24 September 2008

Finnished

I don't like to write about killers. In my opinion they don't deserve publicity and are getting already too much as it is, especially from the sensationalist tabloid papers and certain private TV stations.

And this is not about the 22-year-old Finnish man who ran amok yesterday in the local vocational college of Kauhajoki (photo left), about 330 km north-west of Helsinki. (As it happens, I know the place from a visit there, many years ago. And I would never have thought that it would ever make headlines in the world's media. But these days no place, no matter how remote it is, seems to be safe any more...)

No, this is about gun control. We all know how appalling the system of free guns for all is in the USA and how often we hear of massacres from there. Nevertheless a significant part of the American people still cannot see sense and insists on universal gun ownership as a principle right.

Well, I am not an American and don't live in the USA. And I even refuse to set foot on US soil since the coup d'etat that brought George W. Bush to power in 2001. So I am not really concerned with the USA as such, except that it concerns me how their policies have an ever growing influence on the rest of the world.

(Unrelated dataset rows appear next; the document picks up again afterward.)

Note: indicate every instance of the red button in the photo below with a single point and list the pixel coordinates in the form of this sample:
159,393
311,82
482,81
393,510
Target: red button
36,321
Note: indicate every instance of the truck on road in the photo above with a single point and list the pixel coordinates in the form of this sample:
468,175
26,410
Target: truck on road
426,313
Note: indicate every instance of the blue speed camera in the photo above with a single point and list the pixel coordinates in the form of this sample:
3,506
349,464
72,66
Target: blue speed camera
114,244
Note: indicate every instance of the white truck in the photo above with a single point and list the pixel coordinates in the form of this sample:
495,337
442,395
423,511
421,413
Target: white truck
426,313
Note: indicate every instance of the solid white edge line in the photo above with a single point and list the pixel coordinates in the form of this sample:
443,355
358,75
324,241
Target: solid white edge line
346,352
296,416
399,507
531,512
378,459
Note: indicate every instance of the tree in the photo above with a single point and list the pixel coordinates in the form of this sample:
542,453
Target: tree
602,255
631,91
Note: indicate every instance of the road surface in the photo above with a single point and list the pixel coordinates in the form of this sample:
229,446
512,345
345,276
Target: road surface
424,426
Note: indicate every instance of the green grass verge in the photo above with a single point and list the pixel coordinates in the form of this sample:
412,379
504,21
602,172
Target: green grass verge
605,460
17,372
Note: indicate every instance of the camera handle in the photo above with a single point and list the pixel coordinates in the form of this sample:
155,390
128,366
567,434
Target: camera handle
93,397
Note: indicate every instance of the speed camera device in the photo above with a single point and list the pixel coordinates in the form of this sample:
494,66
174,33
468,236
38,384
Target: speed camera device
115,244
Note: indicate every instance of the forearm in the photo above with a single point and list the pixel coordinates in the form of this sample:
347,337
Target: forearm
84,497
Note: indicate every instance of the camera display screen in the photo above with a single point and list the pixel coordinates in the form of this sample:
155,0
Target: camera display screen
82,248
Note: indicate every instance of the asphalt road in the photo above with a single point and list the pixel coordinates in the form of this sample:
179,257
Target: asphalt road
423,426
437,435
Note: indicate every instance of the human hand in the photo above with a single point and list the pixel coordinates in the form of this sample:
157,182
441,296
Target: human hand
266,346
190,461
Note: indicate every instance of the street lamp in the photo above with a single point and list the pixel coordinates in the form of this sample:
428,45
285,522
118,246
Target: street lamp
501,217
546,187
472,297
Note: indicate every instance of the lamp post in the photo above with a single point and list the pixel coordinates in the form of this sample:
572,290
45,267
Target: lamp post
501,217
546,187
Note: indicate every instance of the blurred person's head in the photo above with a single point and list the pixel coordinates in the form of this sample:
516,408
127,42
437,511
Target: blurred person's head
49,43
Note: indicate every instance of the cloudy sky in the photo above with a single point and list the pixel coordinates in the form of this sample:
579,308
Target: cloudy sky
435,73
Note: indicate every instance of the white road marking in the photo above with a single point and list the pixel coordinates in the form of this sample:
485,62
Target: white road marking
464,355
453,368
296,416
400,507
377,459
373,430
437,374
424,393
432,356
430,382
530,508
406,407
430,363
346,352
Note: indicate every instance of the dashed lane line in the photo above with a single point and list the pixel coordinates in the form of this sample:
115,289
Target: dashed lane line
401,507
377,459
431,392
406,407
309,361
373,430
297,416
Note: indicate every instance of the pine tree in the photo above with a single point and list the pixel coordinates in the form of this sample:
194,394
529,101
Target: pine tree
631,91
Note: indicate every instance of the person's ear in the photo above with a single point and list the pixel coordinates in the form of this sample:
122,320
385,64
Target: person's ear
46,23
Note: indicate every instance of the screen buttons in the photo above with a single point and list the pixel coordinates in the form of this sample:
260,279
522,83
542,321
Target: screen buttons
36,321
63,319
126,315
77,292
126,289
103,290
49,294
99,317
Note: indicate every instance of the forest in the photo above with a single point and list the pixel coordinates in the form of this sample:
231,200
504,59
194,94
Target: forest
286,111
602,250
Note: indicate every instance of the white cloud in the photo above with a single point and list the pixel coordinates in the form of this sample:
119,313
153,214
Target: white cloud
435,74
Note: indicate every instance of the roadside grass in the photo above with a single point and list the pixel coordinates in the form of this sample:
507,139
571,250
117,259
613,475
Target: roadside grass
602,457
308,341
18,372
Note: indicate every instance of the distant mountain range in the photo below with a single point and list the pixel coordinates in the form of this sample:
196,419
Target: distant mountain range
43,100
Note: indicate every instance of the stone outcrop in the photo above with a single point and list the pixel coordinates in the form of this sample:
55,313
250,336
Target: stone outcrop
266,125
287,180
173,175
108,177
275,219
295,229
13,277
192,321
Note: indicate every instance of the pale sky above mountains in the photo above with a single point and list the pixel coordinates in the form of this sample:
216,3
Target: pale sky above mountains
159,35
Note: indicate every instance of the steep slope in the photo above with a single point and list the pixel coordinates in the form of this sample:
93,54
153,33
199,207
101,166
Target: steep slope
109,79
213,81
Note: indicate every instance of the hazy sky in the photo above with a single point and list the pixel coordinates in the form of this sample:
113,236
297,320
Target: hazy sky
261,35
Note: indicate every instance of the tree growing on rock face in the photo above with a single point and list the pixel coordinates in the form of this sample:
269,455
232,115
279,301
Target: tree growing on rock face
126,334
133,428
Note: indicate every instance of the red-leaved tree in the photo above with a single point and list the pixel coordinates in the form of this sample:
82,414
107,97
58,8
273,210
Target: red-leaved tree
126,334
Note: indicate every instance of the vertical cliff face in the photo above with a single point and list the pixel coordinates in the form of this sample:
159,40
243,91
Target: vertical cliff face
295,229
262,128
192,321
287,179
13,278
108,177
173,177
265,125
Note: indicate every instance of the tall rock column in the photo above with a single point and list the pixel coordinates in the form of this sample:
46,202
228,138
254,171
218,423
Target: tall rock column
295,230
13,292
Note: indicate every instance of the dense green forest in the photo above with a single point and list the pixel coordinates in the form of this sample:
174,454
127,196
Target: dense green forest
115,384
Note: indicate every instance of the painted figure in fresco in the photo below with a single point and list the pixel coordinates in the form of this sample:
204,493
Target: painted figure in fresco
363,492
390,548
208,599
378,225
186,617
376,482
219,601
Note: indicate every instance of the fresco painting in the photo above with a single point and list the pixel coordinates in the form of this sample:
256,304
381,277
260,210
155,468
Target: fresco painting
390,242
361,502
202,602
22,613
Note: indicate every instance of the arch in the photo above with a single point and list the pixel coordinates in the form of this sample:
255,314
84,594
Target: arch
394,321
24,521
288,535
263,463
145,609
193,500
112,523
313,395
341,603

Here in Europe more and more people have an American lifestyle and misbehave in the same way as they see it done by Americans in films and on TV. But fortunately we have very strict gun-control laws, which means that few people are allowed to own guns and massacres carried out by mad people are very rare.

Finland, being a large country with a small population, has strict gun laws as well. But since it is very densely forested and many people live in rural and rather wild areas, the policy of allowing gun ownership (especially for hunting rifles) is somehow more relaxed than in other European countries.
However, yesterday's massacre, which was carried out with a handgun, has woken up the Finnish people and started a discussion about the matter. And that is a good thing in the wake of a very bad and tragic day.


Finland's President Tarja Halonen (photo right) called the incident "shocking and sad", and one can expect changes to the country's gun laws in due course.
"We have to have very serious discussions and studies on what to do," she told a news conference on the sidelines of the UN General Assembly, which she currently attends.

"Among the topics for discussion will be general gun control and the differences between hunting rifles and handguns," said Finland's Foreign Minister Alexander Stubb.

So it is not unlikely that liberal gun ownership in Finland might end soon, and the idea that anyone can run around toting a loaded gun - as it is still the case in the USA - is finished for good.

The Emerald Islander

2 comments:

Anonymous said...

When guns are outlawed, only outlaws will have guns.

Gun control is only effective with a compliant and complacent populace. Criminals, having no compunction to obey the law, will scoff as guns are "banned".

THE EMERALD ISLANDER said...

Well, it all is a question of general attitude, education, the law and its enforcement.

There are plenty of countries where criminals are punished a lot more severely when they commit a crime with an illegal gun. It does work, as long as the laws are there, the police has enough power and the people in general are peaceful and positive.

As Finland is such a country, I am sure it will work there and we will not hear of many more cases like the one that happened yesterday.

The USA, in contrast, are a very violent and greedy country, and have been so throughout her entire history. That is a much bigger and more serious problem, and I cannot see an easy solution for the USA in the foreseeable future.

Private gun ownership in the USA will become a real threat for the whole nation if there is another civil war (which I expect and have already predicted).